Open nbuso opened 6 years ago
I have also this type of errors (FF.10)
Invalid organism name "Idiomarina sp. Loihi-Chm(16S)-1" - format is expected to be of the format "Genus species (name)" - where (name) is optional line: 95089
The data come from non-coding_release r133, that seem not to respect the documentation in: ftp://ftp.ebi.ac.uk/pub/databases/embl/doc/usrman.txt (3.4.7 The OS Line) I presume who ever submitted the data is using the round bracket that should be reserved to identify the common name
I noticed also this error message
CON entry must have CO(CONDIV) lines
The error is detected in EmblEntryReader (around line 308) because AGPValidation check is validating the entry and AgptoConFix set the dataclass (if I'm interpreting all correctly). If I take a look at: ftp://ftp.ebi.ac.uk/pub/databases/embl/doc/usrman.txt 3.4.14 The CO Line (in CON records only)
does not seem to mandate the presence of CO lines
Could you please provide us with examples of the non-coding flat files you have been working with which generate the errors described above? I think it is fastest if we just attempt to parse these flat files until we have resolved all encountered problems.
And happy new year!
I prepared a pull request to share the code and we can provide report of the 'offending' files when you request.

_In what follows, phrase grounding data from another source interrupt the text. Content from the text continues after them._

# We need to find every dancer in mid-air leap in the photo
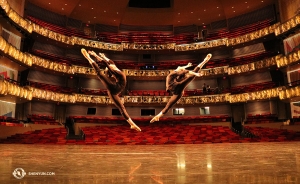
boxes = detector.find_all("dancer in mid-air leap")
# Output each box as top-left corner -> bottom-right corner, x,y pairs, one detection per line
150,53 -> 212,123
81,49 -> 141,131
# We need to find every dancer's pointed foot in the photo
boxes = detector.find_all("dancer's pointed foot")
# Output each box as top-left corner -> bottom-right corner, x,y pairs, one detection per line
130,123 -> 141,132
197,53 -> 212,69
81,49 -> 95,65
81,48 -> 90,59
204,53 -> 212,61
150,115 -> 160,123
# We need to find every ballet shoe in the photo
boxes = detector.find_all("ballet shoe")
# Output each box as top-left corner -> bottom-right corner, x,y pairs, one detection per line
81,48 -> 89,58
130,124 -> 141,132
197,53 -> 212,69
205,53 -> 212,61
150,116 -> 159,123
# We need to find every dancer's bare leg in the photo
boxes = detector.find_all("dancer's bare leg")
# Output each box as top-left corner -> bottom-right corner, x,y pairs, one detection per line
108,93 -> 141,131
127,118 -> 141,131
150,94 -> 182,123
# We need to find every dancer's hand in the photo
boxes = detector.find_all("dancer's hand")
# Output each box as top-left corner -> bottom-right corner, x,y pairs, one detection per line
187,62 -> 193,67
88,50 -> 97,57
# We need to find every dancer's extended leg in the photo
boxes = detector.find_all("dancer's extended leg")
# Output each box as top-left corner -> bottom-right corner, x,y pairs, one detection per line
150,94 -> 182,123
81,49 -> 114,89
108,92 -> 141,131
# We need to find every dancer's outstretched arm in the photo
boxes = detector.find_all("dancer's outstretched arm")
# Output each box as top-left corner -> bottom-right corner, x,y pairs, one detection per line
175,62 -> 193,72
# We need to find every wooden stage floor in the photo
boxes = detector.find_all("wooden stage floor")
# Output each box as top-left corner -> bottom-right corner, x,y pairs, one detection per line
0,142 -> 300,184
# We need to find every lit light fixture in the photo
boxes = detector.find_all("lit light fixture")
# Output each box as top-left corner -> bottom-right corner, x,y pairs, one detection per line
48,3 -> 51,4
217,7 -> 219,8
233,10 -> 235,12
62,8 -> 64,10
245,1 -> 247,3
65,4 -> 67,5
178,12 -> 180,15
191,12 -> 193,13
94,17 -> 96,18
204,9 -> 206,11
91,7 -> 93,9
232,6 -> 234,8
104,10 -> 106,12
79,4 -> 81,6
198,18 -> 200,20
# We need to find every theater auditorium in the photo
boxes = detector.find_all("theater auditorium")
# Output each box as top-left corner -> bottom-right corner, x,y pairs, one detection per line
0,0 -> 300,183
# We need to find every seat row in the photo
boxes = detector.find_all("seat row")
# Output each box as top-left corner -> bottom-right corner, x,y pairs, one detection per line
205,51 -> 276,68
245,126 -> 300,141
223,81 -> 276,94
26,16 -> 91,39
27,114 -> 60,125
0,128 -> 67,144
0,116 -> 19,123
69,115 -> 231,124
206,19 -> 274,40
28,81 -> 76,94
27,15 -> 273,45
1,124 -> 299,145
246,113 -> 278,124
97,32 -> 196,44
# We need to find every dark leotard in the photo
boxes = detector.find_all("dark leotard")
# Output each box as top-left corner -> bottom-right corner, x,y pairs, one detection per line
161,65 -> 201,114
91,59 -> 130,120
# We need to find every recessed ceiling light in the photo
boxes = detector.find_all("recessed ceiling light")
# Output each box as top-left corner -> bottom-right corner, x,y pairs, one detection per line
62,8 -> 64,10
245,1 -> 247,3
204,9 -> 206,11
219,14 -> 221,16
117,12 -> 118,14
178,21 -> 180,22
217,7 -> 219,8
48,3 -> 51,4
233,10 -> 235,12
191,12 -> 193,13
247,6 -> 249,8
261,0 -> 264,2
198,18 -> 200,20
202,23 -> 205,24
79,4 -> 81,6
94,17 -> 96,18
232,6 -> 234,8
114,20 -> 116,21
91,7 -> 93,9
104,10 -> 106,12
178,13 -> 180,15
65,4 -> 67,5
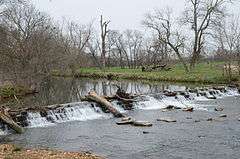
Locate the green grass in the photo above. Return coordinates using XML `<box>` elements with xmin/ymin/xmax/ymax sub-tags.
<box><xmin>52</xmin><ymin>62</ymin><xmax>240</xmax><ymax>84</ymax></box>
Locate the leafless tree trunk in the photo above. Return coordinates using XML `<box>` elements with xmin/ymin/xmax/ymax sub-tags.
<box><xmin>182</xmin><ymin>0</ymin><xmax>233</xmax><ymax>70</ymax></box>
<box><xmin>142</xmin><ymin>9</ymin><xmax>189</xmax><ymax>72</ymax></box>
<box><xmin>213</xmin><ymin>15</ymin><xmax>240</xmax><ymax>81</ymax></box>
<box><xmin>100</xmin><ymin>15</ymin><xmax>110</xmax><ymax>69</ymax></box>
<box><xmin>66</xmin><ymin>21</ymin><xmax>92</xmax><ymax>75</ymax></box>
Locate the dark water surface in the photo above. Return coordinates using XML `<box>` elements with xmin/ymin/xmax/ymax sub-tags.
<box><xmin>22</xmin><ymin>77</ymin><xmax>194</xmax><ymax>107</ymax></box>
<box><xmin>1</xmin><ymin>78</ymin><xmax>240</xmax><ymax>159</ymax></box>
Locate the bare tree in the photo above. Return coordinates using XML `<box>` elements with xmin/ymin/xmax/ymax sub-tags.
<box><xmin>100</xmin><ymin>15</ymin><xmax>110</xmax><ymax>69</ymax></box>
<box><xmin>142</xmin><ymin>36</ymin><xmax>169</xmax><ymax>67</ymax></box>
<box><xmin>182</xmin><ymin>0</ymin><xmax>233</xmax><ymax>70</ymax></box>
<box><xmin>0</xmin><ymin>1</ymin><xmax>67</xmax><ymax>86</ymax></box>
<box><xmin>87</xmin><ymin>37</ymin><xmax>102</xmax><ymax>68</ymax></box>
<box><xmin>65</xmin><ymin>21</ymin><xmax>92</xmax><ymax>74</ymax></box>
<box><xmin>142</xmin><ymin>8</ymin><xmax>189</xmax><ymax>72</ymax></box>
<box><xmin>126</xmin><ymin>30</ymin><xmax>143</xmax><ymax>68</ymax></box>
<box><xmin>213</xmin><ymin>15</ymin><xmax>240</xmax><ymax>79</ymax></box>
<box><xmin>107</xmin><ymin>30</ymin><xmax>127</xmax><ymax>68</ymax></box>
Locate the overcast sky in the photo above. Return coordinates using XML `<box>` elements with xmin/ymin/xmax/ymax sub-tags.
<box><xmin>32</xmin><ymin>0</ymin><xmax>240</xmax><ymax>31</ymax></box>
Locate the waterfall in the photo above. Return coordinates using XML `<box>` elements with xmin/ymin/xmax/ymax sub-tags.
<box><xmin>26</xmin><ymin>102</ymin><xmax>111</xmax><ymax>128</ymax></box>
<box><xmin>1</xmin><ymin>86</ymin><xmax>238</xmax><ymax>131</ymax></box>
<box><xmin>111</xmin><ymin>101</ymin><xmax>127</xmax><ymax>113</ymax></box>
<box><xmin>27</xmin><ymin>112</ymin><xmax>54</xmax><ymax>128</ymax></box>
<box><xmin>0</xmin><ymin>123</ymin><xmax>9</xmax><ymax>136</ymax></box>
<box><xmin>135</xmin><ymin>87</ymin><xmax>239</xmax><ymax>110</ymax></box>
<box><xmin>136</xmin><ymin>96</ymin><xmax>167</xmax><ymax>110</ymax></box>
<box><xmin>0</xmin><ymin>129</ymin><xmax>7</xmax><ymax>136</ymax></box>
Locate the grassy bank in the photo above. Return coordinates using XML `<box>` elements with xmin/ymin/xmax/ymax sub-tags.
<box><xmin>53</xmin><ymin>62</ymin><xmax>240</xmax><ymax>84</ymax></box>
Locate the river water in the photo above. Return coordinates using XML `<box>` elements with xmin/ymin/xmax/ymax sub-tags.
<box><xmin>0</xmin><ymin>77</ymin><xmax>240</xmax><ymax>159</ymax></box>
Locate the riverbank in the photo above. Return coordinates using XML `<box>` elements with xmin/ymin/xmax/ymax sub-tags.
<box><xmin>53</xmin><ymin>63</ymin><xmax>240</xmax><ymax>84</ymax></box>
<box><xmin>0</xmin><ymin>144</ymin><xmax>103</xmax><ymax>159</ymax></box>
<box><xmin>0</xmin><ymin>84</ymin><xmax>37</xmax><ymax>108</ymax></box>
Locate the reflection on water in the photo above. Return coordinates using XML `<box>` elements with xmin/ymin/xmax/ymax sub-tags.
<box><xmin>1</xmin><ymin>77</ymin><xmax>240</xmax><ymax>159</ymax></box>
<box><xmin>23</xmin><ymin>77</ymin><xmax>189</xmax><ymax>107</ymax></box>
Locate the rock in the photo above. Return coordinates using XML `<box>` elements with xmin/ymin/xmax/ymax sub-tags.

I presume periodically you will get duplicate information
Hi I need to parse non-coding and coding data and currently there are few problems, that I would like to address. I can create a pull request when done, but I would like to agree how to proceed.
1) AC Lines are not present in non-coding. This is check done through EmblEntryReader.EXACTLY_ONCE_BLOCKS that can be changed 2) Block RL has invalid characters. I need to understand why there is the validation against the regexp "&(?:\#(?:([0-9]+)|Xx)|([A-Za-z0-9]+));?" In this document: ftp://ftp.ebi.ac.uk/pub/databases/embl/doc/usrman.txt paragraph 3.4.10.8 I can't see a mention about allowed chars 3) Feature Qualifier "specimen_voucher" has invalid characters "H&B7227 (NU)". The same here there is a check against the regexp "&(?:\#(?:([0-9]+)|Xx)|([A-Za-z0-9]+));?"
but in this document: ftp://ftp.ebi.ac.uk/pub/databases/embl/doc/FT_current.html#3.3.3 I see 4 types of qualifier values and non similar to the regexp I see in the code
Is it OK in you point of view to change the regular expression to include such situations? or would you prefer to create special cases for the ncr files?